Conclusions
There are many factors that influence the quality of a monitor - convergence, dot pitch, matching the graphics card to the monitor, running the monitor at its optimum resolution, and making sure that it is properly calibrated. There are other factors that are harder to judge without opening the monitor's case, such as how much shielding is used, how many circuit boards are used, how the wires are secured, power supply, etc. (NOTE: DO NOT OPEN YOUR MONITOR! There are high voltages inside a monitor that can kill you, even if it is unplugged!)

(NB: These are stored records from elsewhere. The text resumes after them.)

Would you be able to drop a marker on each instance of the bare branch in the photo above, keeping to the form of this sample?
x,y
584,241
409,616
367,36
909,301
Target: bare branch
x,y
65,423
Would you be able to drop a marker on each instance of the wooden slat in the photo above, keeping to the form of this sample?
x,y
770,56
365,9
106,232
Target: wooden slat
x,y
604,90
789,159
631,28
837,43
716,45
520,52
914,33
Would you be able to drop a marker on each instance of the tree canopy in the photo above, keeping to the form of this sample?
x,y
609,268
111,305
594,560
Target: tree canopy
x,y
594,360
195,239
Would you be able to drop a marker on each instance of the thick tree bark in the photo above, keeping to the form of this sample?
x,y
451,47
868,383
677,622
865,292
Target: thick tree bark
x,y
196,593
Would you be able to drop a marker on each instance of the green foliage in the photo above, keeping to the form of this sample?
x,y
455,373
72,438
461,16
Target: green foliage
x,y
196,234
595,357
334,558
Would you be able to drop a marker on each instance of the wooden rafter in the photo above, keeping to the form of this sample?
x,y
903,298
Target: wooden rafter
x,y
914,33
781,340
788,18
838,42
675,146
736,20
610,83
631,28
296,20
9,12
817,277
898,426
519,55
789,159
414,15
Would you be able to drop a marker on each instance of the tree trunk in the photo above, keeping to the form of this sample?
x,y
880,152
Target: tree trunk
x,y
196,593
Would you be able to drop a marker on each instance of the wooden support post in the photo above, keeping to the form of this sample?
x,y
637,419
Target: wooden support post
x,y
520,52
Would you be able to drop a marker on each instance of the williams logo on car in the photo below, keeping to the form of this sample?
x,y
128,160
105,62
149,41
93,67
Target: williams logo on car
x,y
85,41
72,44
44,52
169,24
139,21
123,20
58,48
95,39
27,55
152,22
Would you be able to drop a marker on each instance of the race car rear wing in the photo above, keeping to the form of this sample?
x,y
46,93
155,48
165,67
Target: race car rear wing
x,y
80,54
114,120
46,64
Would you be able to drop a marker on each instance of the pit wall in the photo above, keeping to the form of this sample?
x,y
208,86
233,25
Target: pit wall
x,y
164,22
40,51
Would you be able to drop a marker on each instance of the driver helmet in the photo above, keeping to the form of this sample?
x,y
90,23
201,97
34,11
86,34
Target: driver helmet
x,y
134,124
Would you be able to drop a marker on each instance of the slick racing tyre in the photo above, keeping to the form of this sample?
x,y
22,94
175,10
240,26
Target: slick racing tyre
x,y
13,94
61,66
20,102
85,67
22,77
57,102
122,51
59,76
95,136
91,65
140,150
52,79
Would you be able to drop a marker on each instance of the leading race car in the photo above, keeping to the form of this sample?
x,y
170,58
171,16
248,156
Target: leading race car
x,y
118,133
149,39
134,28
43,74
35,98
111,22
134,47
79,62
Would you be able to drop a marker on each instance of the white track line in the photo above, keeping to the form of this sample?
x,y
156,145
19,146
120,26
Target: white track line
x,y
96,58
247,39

There are also a lot of factors that aren't very important. The number and layout of the OSD (on-screen display) controls don't really matter, as you shouldn't have to adjust things very often. The connector type isn't that important, either. In general, an integrated cable (one that doesn't unplug from the monitor) has the advantage of soldered[S1] connections that usually provide the best connection. BNC cables tend to be a little more robust than 15-pin Mini D Sub cables, but, because there are five separate connections, they can be a little tricky to set up. Also, they don't support Window's Plug and Play. There is virtually no visual quality difference between BNC and Mini D Sub connections. DVI connections are less prone to degradation and interference as the signals travel across the cable (not really a problem with good cables), but the DVI standard has not yet been extended to high-resolution monitors that have high refresh rates. DVI is mostly used for LCD displays that run at relatively slow refresh rates.

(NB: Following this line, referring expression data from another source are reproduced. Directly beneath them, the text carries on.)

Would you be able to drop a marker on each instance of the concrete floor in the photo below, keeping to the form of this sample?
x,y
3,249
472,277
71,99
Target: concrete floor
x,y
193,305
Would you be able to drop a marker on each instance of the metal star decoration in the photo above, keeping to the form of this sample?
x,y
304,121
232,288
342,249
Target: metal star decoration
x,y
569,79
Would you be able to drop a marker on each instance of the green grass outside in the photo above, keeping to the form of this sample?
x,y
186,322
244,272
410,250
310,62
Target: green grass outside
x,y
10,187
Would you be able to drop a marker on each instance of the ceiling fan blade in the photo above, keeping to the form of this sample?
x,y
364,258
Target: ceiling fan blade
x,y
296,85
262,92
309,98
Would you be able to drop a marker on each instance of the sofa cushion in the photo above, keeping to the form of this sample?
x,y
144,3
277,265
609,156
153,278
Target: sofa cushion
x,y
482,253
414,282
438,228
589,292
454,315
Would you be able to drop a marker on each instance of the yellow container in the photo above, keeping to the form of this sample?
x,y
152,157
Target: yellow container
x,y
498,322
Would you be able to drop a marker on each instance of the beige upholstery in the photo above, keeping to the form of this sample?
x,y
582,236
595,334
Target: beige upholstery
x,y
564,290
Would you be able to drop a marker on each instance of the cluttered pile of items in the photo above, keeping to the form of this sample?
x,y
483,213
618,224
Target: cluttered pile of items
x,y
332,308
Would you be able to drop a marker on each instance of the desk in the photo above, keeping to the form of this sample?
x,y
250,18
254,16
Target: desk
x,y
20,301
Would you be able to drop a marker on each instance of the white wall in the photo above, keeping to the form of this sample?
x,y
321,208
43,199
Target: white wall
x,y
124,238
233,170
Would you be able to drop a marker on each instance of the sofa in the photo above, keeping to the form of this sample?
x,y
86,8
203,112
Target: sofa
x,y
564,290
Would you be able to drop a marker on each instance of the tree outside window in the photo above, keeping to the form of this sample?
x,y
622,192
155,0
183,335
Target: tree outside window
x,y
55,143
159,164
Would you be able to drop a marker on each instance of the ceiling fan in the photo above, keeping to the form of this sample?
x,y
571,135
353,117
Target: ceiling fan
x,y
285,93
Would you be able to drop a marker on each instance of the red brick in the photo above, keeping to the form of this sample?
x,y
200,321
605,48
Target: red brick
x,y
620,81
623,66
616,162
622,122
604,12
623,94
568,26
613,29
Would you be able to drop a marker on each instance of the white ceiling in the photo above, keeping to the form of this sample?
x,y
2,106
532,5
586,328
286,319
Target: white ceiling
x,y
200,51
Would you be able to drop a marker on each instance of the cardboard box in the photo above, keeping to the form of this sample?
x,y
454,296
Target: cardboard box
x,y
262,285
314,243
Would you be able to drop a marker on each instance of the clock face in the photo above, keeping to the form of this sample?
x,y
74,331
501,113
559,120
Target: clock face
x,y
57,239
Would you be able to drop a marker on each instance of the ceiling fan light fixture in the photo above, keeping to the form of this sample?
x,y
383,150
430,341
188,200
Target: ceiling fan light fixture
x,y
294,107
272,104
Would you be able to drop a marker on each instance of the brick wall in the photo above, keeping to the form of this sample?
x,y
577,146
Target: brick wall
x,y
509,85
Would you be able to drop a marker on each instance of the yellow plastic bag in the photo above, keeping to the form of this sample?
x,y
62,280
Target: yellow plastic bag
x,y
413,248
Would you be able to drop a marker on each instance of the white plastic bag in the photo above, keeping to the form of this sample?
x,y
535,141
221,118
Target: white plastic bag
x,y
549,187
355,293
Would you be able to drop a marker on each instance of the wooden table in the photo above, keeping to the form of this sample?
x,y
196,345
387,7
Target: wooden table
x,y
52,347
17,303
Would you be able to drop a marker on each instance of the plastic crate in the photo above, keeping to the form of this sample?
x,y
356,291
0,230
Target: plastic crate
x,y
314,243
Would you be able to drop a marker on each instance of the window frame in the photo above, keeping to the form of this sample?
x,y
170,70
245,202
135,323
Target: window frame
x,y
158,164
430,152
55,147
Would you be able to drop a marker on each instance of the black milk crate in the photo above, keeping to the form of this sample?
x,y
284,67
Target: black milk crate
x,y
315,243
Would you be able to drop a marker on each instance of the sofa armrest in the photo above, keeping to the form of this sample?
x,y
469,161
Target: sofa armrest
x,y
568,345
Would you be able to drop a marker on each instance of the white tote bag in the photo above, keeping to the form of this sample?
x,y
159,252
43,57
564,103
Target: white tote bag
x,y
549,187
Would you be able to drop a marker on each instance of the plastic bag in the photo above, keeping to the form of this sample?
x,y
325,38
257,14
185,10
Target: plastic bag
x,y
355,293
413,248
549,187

Multiple connectors, headphone jacks, built-in speakers, and the like can be nice, but they are mostly just frills, and have nothing to do with the quality of the image. Special glare reduction coatings are nice if you have a lot of light in your work environment, but almost all monitor manufacturers use the exact same coatings - the only difference is in the amount. Thicker coatings eliminate more glare, but reduce the amount of light emitted. If you have glare problems, it's probably better to try and change your lighting environment, rather than choosing your monitor based on glare reduction coatings. Power consumption also shouldn't be much of an issue as most CRTs only consume about 130 watts (LCDs consume about half that, but the higher initial cost of an LCD pretty much offsets any savings, in the long run).
Depending on your situation and the types of applications you run most often, different factors might be more or less important. If you do a lot of text work, note that shadow mask CRTs tend to give a sharper picture. If accurate color reproduction is more important to you, then an aperture grille CRT might be a better choice. If desk space is at a premium, then LCDs might be a good alternative though they are fixed resolution, and generally not well suited to video or animation. Flat-screen CRTs and LCDs offer the best glare reduction, but tend to be more expensive and heavier. Flat-screen CRTs also tend to suffer from geometric distortions at the edges and can appear to give a slightly concave image. Because of their design, LCDs have no geometric distortion problems, making them ideal for CAD work.
While it's possible to get an unusually good, cheap, off-brand monitor (or a lemon from a top-notch manufacturer), in general, you can expect to get what you pay for. Do a little homework, check the specs, read reviews, match the monitor to your system and preferences, and make sure you can exchange it if you happen to get a dud. You're going to be staring at your monitor for a long, long time, so it's worth getting the best you can afford.